Por que submetemos os aquecedores de banheiro a condições extremas?
Sejamos honestos: os banheiros são um verdadeiro desafio para os equipamentos eletrônicos. Há vapor em abundância, respingos de água por toda parte, e as mudanças bruscas de temperatura quando se passa de um chão frio para um chuveiro quente. Se você simplesmente colocar uma lâmpada infravermelha comum lá dentro, ela vai estragar rapidamente. É por isso que não nos contentamos em “esperar” que os aquecedores funcionem bem. Nós os projetamos com classificação IPX5 e submetemos cada unidade a testes rigorosos de resistência à umidade e ao calor.
Evitando a entrada da água
Quando vemos a classificação IPX5, isso significa que o dispositivo consegue suportar jatos de água vindos de qualquer ângulo, sem que os componentes elétricos sejam danificados. Para conseguir isso, focamos nas zonas de risco – especialmente onde os fios entram em contato com o tubo de quartzo. Usamos junções de silicone resistentes ao calor e caixas reforçadas para criar uma barreira entre a umidade e os terminais elétricos. Por que se preocupar? Porque, se a água atingir esses terminais enquanto o aquecedor está ligado, o choque térmico pode causar rachaduras no quartzo ou até mesmo um arco elétrico. E ninguém quer isso no próprio banheiro.

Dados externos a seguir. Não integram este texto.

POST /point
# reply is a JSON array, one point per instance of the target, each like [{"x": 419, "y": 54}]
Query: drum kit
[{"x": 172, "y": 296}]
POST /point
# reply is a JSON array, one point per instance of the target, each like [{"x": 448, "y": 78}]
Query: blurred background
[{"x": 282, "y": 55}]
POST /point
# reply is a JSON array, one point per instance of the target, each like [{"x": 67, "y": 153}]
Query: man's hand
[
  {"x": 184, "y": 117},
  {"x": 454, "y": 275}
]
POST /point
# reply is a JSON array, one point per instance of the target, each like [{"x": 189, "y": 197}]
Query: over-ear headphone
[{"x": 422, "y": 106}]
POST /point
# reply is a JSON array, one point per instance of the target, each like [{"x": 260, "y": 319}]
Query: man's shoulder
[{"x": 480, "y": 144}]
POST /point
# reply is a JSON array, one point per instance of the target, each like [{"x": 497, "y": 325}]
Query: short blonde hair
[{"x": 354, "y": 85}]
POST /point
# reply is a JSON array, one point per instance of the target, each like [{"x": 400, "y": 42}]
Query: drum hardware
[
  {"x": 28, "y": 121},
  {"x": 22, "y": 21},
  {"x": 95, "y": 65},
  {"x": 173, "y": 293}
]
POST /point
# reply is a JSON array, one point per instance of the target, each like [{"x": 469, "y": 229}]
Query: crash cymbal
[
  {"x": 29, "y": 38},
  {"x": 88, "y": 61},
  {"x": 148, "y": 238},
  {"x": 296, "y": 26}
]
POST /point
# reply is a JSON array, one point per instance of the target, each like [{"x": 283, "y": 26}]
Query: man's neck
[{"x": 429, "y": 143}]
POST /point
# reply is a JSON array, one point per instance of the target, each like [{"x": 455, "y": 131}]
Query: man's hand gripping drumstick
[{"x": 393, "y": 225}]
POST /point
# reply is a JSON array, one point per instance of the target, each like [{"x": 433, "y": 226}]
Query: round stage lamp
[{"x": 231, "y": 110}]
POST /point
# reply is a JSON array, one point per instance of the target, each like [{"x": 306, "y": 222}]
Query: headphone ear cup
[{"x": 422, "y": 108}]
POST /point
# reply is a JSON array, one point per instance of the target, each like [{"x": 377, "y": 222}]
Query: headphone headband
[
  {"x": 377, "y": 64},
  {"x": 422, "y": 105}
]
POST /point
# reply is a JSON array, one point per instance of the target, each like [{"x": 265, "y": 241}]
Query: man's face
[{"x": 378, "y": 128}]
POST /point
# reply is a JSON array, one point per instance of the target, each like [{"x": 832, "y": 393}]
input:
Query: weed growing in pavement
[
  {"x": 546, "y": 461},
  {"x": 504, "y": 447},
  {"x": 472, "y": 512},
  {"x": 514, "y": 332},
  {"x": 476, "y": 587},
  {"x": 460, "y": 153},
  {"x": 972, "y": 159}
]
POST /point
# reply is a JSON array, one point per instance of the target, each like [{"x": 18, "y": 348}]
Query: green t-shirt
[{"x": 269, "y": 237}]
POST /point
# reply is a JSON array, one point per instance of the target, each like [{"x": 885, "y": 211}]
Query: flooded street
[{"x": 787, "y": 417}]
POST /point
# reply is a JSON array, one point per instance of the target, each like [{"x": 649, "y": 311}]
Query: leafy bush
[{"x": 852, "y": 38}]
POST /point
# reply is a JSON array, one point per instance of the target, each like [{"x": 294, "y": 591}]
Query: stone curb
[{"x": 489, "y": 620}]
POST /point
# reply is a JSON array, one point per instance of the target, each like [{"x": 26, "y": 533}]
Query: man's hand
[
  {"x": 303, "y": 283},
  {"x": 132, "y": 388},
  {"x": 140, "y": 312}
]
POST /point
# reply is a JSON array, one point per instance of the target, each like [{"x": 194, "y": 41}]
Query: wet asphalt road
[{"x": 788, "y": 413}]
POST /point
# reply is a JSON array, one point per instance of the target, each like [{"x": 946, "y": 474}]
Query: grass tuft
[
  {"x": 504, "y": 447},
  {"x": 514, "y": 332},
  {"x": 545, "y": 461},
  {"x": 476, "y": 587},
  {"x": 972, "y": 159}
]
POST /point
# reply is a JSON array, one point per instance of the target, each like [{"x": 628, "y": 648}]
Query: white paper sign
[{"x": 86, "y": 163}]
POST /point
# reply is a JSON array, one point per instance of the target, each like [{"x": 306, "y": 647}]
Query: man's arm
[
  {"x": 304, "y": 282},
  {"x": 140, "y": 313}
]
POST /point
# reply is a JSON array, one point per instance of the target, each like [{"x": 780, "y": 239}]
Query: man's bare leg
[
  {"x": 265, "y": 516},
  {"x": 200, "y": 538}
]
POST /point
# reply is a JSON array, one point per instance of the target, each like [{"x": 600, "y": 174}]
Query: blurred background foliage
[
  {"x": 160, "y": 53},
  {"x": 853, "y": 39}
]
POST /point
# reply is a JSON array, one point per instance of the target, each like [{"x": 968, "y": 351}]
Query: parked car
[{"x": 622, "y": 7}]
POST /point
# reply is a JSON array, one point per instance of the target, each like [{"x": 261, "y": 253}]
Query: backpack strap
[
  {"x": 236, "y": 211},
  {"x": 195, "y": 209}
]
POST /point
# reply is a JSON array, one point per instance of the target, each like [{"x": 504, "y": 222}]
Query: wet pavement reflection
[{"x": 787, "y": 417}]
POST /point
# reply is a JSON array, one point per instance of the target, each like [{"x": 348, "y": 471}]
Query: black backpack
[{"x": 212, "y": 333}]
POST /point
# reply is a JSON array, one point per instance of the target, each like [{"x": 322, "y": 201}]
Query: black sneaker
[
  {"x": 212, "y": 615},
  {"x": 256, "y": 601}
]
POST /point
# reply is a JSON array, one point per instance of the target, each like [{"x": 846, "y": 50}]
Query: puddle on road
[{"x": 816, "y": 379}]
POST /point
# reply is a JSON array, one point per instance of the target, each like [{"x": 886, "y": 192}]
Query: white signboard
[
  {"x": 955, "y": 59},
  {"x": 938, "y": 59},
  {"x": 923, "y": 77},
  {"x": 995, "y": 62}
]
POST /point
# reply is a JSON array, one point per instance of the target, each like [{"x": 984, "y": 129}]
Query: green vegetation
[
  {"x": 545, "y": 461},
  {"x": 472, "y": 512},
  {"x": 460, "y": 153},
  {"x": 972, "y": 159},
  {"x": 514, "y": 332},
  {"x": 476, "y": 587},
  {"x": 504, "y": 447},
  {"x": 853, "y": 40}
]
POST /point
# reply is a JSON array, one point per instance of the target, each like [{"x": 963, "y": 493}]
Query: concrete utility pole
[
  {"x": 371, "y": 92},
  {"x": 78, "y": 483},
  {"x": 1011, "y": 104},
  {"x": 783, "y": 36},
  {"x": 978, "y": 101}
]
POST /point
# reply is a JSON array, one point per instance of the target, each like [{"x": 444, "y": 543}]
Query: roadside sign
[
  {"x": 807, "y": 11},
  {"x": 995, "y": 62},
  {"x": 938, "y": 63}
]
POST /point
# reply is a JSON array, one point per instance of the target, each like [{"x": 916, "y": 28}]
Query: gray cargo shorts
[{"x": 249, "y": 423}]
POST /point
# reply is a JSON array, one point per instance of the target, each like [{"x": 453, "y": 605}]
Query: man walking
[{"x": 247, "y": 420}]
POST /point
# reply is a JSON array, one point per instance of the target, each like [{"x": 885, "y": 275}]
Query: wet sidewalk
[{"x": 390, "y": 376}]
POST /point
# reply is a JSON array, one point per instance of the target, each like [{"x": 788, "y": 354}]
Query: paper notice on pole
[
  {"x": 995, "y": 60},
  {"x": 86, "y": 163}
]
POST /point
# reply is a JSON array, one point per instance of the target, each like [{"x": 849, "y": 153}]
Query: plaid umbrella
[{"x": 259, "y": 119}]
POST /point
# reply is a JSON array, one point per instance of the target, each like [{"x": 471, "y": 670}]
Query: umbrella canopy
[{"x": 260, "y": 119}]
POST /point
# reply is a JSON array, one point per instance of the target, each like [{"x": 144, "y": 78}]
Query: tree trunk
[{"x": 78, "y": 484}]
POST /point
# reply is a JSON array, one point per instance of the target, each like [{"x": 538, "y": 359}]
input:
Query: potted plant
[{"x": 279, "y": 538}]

Encontrando os pontos fracos
Não nos limitamos a testar apenas protótipos. Colocamos os produtos prontos para serem enviados aos clientes em câmaras climáticas. Aumentamos a umidade para 95% e alteramos drasticamente a temperatura. É como estar em uma sauna infernal. Isso faz com que a umidade penetre em qualquer pequeno espaço que possa ter sido negligenciado. Procuramos dois problemas principais: pinos de contato enferrujados e falhas na isolação elétrica. Se a vedação não for perfeita, a umidade entra no sistema. Os pinos corroem-se, a resistência aumenta, e o ponto de conexão começa a superaquecer. No final, o dispositivo acaba queimando. Ao simular meses de condições de vapor no banheiro em poucos dias, conseguimos encontrar esses defeitos antes mesmo que o produto saia do nosso armazém.
O equilíbrio ideal
Aqui está a parte difícil. Se selarmos o aquecedor de forma muito apertada para impedir a entrada da água, acabamos prendendo o calor dentro dele. Se selarmos demais, os componentes elétricos serão destruídos pelo calor. Por isso, encontramos um meio-termo. Usamos caminhos de ventilação que permitem que o ar circule, mas também adicionamos barreiras que impedem a água de entrar diretamente no interior do dispositivo. Assim, obtém-se a proteção contra a água necessária, mas os componentes elétricos permanecem refrigerados. Todos saem ganhando.